DETAILED DESCRIPTION OF THE EXEMPLARY EMBODIMENTS
[0026] FIG. 1 shows the major parts of a linear motor. A fixed
stator is annotated 10, while, in contrast, the secondary part of
the linear motor, which moves relative to it, is identified by 20.
The stator 10 and the secondary part 20 have winding sections a, b
and c which are connected in different combinations .+-.a, .+-.b
and .+-.c, where + and - denote the respective current flow
direction, to the phases L1, L2, L3 which are used as the supply
lines for the windings.
[0027] FIG. 2 shows the corresponding parts of a rotating
three-phase motor. A fixed stator is in this case annotated 10'
while, in contrast, the secondary part which moves relative to it
as the rotor is identified by 20'. The stator 10' and rotor 20'
once again have winding sections a, b and c, which are connected in
different combinations .+-.a, .+-.b and .+-.c, where + and - denote
the respective current flow direction, to the phases L1, L2, L3,
which are used as supply lines for the windings.
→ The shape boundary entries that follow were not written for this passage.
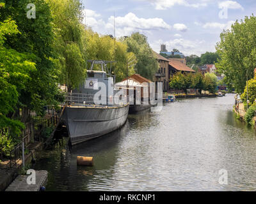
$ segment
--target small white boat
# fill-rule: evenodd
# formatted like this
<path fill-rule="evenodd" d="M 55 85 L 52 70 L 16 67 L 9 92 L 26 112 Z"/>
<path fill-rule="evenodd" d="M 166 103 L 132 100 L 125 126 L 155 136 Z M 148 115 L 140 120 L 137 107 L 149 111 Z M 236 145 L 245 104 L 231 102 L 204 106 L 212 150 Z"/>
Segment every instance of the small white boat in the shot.
<path fill-rule="evenodd" d="M 222 93 L 221 92 L 219 92 L 218 93 L 218 96 L 218 96 L 218 97 L 223 97 L 224 96 L 223 96 L 223 94 L 222 94 Z"/>

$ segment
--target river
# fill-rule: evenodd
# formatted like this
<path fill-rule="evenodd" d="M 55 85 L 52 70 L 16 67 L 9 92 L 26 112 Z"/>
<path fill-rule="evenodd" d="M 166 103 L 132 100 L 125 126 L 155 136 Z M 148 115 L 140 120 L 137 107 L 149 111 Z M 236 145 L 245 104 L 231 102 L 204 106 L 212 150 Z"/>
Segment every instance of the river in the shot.
<path fill-rule="evenodd" d="M 47 191 L 255 191 L 255 133 L 234 117 L 234 96 L 129 115 L 121 129 L 71 151 L 64 140 L 33 168 L 49 171 Z M 77 166 L 77 156 L 94 166 Z"/>

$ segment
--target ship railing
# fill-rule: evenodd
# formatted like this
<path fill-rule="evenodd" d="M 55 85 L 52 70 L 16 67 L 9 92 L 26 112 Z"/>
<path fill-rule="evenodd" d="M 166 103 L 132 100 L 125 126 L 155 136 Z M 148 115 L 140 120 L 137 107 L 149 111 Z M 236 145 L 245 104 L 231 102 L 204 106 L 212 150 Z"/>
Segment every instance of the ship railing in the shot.
<path fill-rule="evenodd" d="M 85 105 L 123 105 L 127 103 L 127 98 L 125 95 L 119 96 L 99 96 L 95 97 L 94 94 L 81 93 L 67 93 L 65 103 L 83 106 Z"/>

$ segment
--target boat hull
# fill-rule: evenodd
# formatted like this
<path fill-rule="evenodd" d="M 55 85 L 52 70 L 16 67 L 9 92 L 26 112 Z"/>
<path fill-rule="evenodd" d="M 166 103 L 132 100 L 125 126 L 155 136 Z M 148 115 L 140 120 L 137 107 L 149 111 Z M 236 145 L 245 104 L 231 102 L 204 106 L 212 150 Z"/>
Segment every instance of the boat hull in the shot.
<path fill-rule="evenodd" d="M 139 112 L 145 110 L 150 108 L 151 105 L 130 105 L 129 107 L 129 112 L 130 113 Z"/>
<path fill-rule="evenodd" d="M 72 145 L 93 139 L 122 127 L 127 120 L 129 105 L 118 107 L 65 106 L 65 122 Z"/>

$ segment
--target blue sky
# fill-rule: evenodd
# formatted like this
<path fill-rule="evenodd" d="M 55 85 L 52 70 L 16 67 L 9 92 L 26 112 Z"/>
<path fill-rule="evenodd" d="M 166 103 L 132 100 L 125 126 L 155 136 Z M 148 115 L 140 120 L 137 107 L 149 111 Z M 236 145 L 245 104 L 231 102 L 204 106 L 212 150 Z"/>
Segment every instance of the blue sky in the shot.
<path fill-rule="evenodd" d="M 116 36 L 140 31 L 157 52 L 164 43 L 186 55 L 215 51 L 223 29 L 256 15 L 255 0 L 81 0 L 86 23 L 94 31 Z"/>

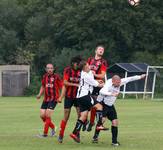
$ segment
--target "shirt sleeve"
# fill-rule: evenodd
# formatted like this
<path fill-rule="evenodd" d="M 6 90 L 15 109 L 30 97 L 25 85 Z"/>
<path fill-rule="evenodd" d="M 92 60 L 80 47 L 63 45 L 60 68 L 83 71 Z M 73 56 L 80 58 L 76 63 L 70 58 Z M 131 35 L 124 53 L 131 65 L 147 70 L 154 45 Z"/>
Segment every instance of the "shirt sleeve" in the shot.
<path fill-rule="evenodd" d="M 68 81 L 69 80 L 69 72 L 68 69 L 65 69 L 63 72 L 63 80 Z"/>
<path fill-rule="evenodd" d="M 107 70 L 107 66 L 105 66 L 104 64 L 102 64 L 102 65 L 101 65 L 101 71 L 106 72 L 106 70 Z"/>
<path fill-rule="evenodd" d="M 109 86 L 110 86 L 110 82 L 109 82 L 109 80 L 107 80 L 104 87 L 100 90 L 100 94 L 106 95 L 106 96 L 111 96 L 112 93 L 108 91 Z"/>
<path fill-rule="evenodd" d="M 107 61 L 106 60 L 103 60 L 102 61 L 102 64 L 101 64 L 101 71 L 106 72 L 107 68 L 108 68 Z"/>
<path fill-rule="evenodd" d="M 45 76 L 43 76 L 41 84 L 42 84 L 43 87 L 45 87 Z"/>
<path fill-rule="evenodd" d="M 136 80 L 140 80 L 141 76 L 132 76 L 132 77 L 128 77 L 128 78 L 122 78 L 121 79 L 121 85 L 127 84 L 128 82 L 132 82 L 132 81 L 136 81 Z"/>
<path fill-rule="evenodd" d="M 57 75 L 57 85 L 58 85 L 59 89 L 61 89 L 62 86 L 63 86 L 63 81 L 62 81 L 62 79 L 60 78 L 59 75 Z"/>
<path fill-rule="evenodd" d="M 89 85 L 97 87 L 99 83 L 94 79 L 93 75 L 87 74 L 85 76 L 85 82 L 87 82 Z"/>

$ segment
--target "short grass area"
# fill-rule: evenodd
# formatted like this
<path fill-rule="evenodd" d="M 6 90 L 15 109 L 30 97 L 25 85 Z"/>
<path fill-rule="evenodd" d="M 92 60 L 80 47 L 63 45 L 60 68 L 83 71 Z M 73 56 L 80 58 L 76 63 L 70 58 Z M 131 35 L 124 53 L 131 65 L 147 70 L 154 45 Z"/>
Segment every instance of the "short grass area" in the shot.
<path fill-rule="evenodd" d="M 72 109 L 65 138 L 62 144 L 57 136 L 40 139 L 43 124 L 39 118 L 41 101 L 34 97 L 0 98 L 0 150 L 108 150 L 111 146 L 110 131 L 101 132 L 99 143 L 91 143 L 94 131 L 81 132 L 81 143 L 75 143 L 72 132 L 76 112 Z M 119 118 L 120 150 L 162 150 L 163 149 L 163 100 L 117 100 Z M 63 118 L 63 103 L 58 104 L 53 115 L 57 126 Z M 108 121 L 105 126 L 110 126 Z"/>

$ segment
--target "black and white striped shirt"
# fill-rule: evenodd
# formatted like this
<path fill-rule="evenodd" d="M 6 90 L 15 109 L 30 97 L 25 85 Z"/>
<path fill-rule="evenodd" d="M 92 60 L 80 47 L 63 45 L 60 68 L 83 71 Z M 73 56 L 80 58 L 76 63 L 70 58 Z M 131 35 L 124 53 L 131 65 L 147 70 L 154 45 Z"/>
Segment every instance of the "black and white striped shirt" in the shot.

[0028] In FIGS. 3 to 8, the windings for the stator 10 are
annotated 11 to 13, and those for the secondary part 20 are
annotated 21 to 23. A motor controller 30 is connected between the
power supply system feed with the phases L1, L2, L3 and the
windings 11 to 13.
[0029] FIG. 4 shows a corresponding situation, but with a harmonic
being used to supply the secondary part in this case. When used
correctly for a transport apparatus with moving vehicles 50, 50' .
. . 50.sup.n', the stator 10 is part of a track or rail system,
which is not illustrated in the drawing, and the secondary part 20
is part of a single vehicle 50. The individual vehicles 50, 50', .
. . 50.sup.n' are in this case physically identical.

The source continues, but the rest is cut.